If the dog already has a retrieve, he should understand the pick it up
and bring it part of the excercise, so the new stuff is happening at
the pile.

>>There are probably lots of ways to train articles with a clicker. I
>>would not approach articles until I had a dog who would confidently
>
> My question then is, have you taught a dog to do articles this way, or is
> this supposition? Which way have you taught a dog articles? I'm not being
> a smart ass, I'm curious.

I'm not being a smart ass either, but ask you to note that I didn't
say "this is how I did articles" or "I did this and this". No, I have
not taught articles. I don't have the retrieving dog yet, although I
suppose I could teach articles first. I'd like to claim "articles
first" was an original idea but it's something I read in passing on a
seminar flyer. If I opt to do articles first, I'll let you know how I
do it (I'll have to break it down quite differently than in my
suggestion given before, since I won't have a retrieve of any kind
yet), but if I stick to retrieve first it might be a while before I
can report on how well it worked.

About "supposition" -- I'm not sure that's the right word. Probably
by the dictionary definition it is; It's definitely theory and not
practice. However, it almost implies to me that there is A Correct
Way to do this and I'm supposing this is what it is. Clicker training
does not have recipies, it is very hard to find sources that will say
"first do this, then do this, then...". Instead trainers are asked to
think about the behavior, figure out how it breaks down for their own
dog, figure it out for ourselves. It's the first step in training any
behavior with positive reinforcement, really.

If it makes any difference, I have watched a tape of a dog grasping
the rudiments of a named-object retrieve in less than 5 minutes. That
dog and trainer had a better grasp of "wrong", the cue the trainer
used to indicate that a different behavior should be offered, than
anyone else I've seen actually doing clicker training. That team
could probably have done articles just exactly the same way... pity
they weren't interested in formal obedience.

>>different set-up; but if my dog seemed to rush in, grab the first
>>article and rush back, I might back up and click for sniffing and
>
> I think that most force fetched dogs will do this, especially if they've
> been doing pile work with bumpers.

While reinforcing sniffing might result in a slow working dog. But if
I'm reading the regs correctly, the dog has no time limit so long as
it is "working the pile".

> OK, it's old fashioned and not glitzy, but I used a tie down mat to teach
> Sligo. It took about three days for the lightbulb to go on for him to
> understand that the untied article was the correct one as that was the one
> that smelled like me. It didn't cause him any angst, other than the time
> he wanted to fetch the entire mat back to me, and he picked it up right
> away. So I am trying to understand why you would go with the other method
> which you described...it sounds like it would take longer. Is it that non
> retrievers will do it more easily than retrievers?
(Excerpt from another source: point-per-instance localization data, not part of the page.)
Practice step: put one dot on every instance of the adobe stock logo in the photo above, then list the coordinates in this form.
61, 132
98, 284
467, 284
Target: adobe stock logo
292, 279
Because I will not pinch the dog's ear, I will not twist the collar,
and I will not pinch toes (or apply any other physical aversives that
may be out there) for the sake of the retrieve or the articles. With
the loose scented articles, the dog has two obvious clues as to which
article will be reinforced: scent and location. I *think* I can vary
location enough to remove it as a cue. With the tie down mat the dog
is bound to notice that the correct article is the one that isn't tied
down. So he may start testing articles by picking them up and
dropping them -- have to untrain that and start again. Gary Wilkes
could have done it with Megan, I'm sure, but my dogs and I aren't that
sharp (yet). I belive I'd have a hard time extinguishing
article-tugging. Were you able to get past article-tugging with Sligo
without correcting him to the right article?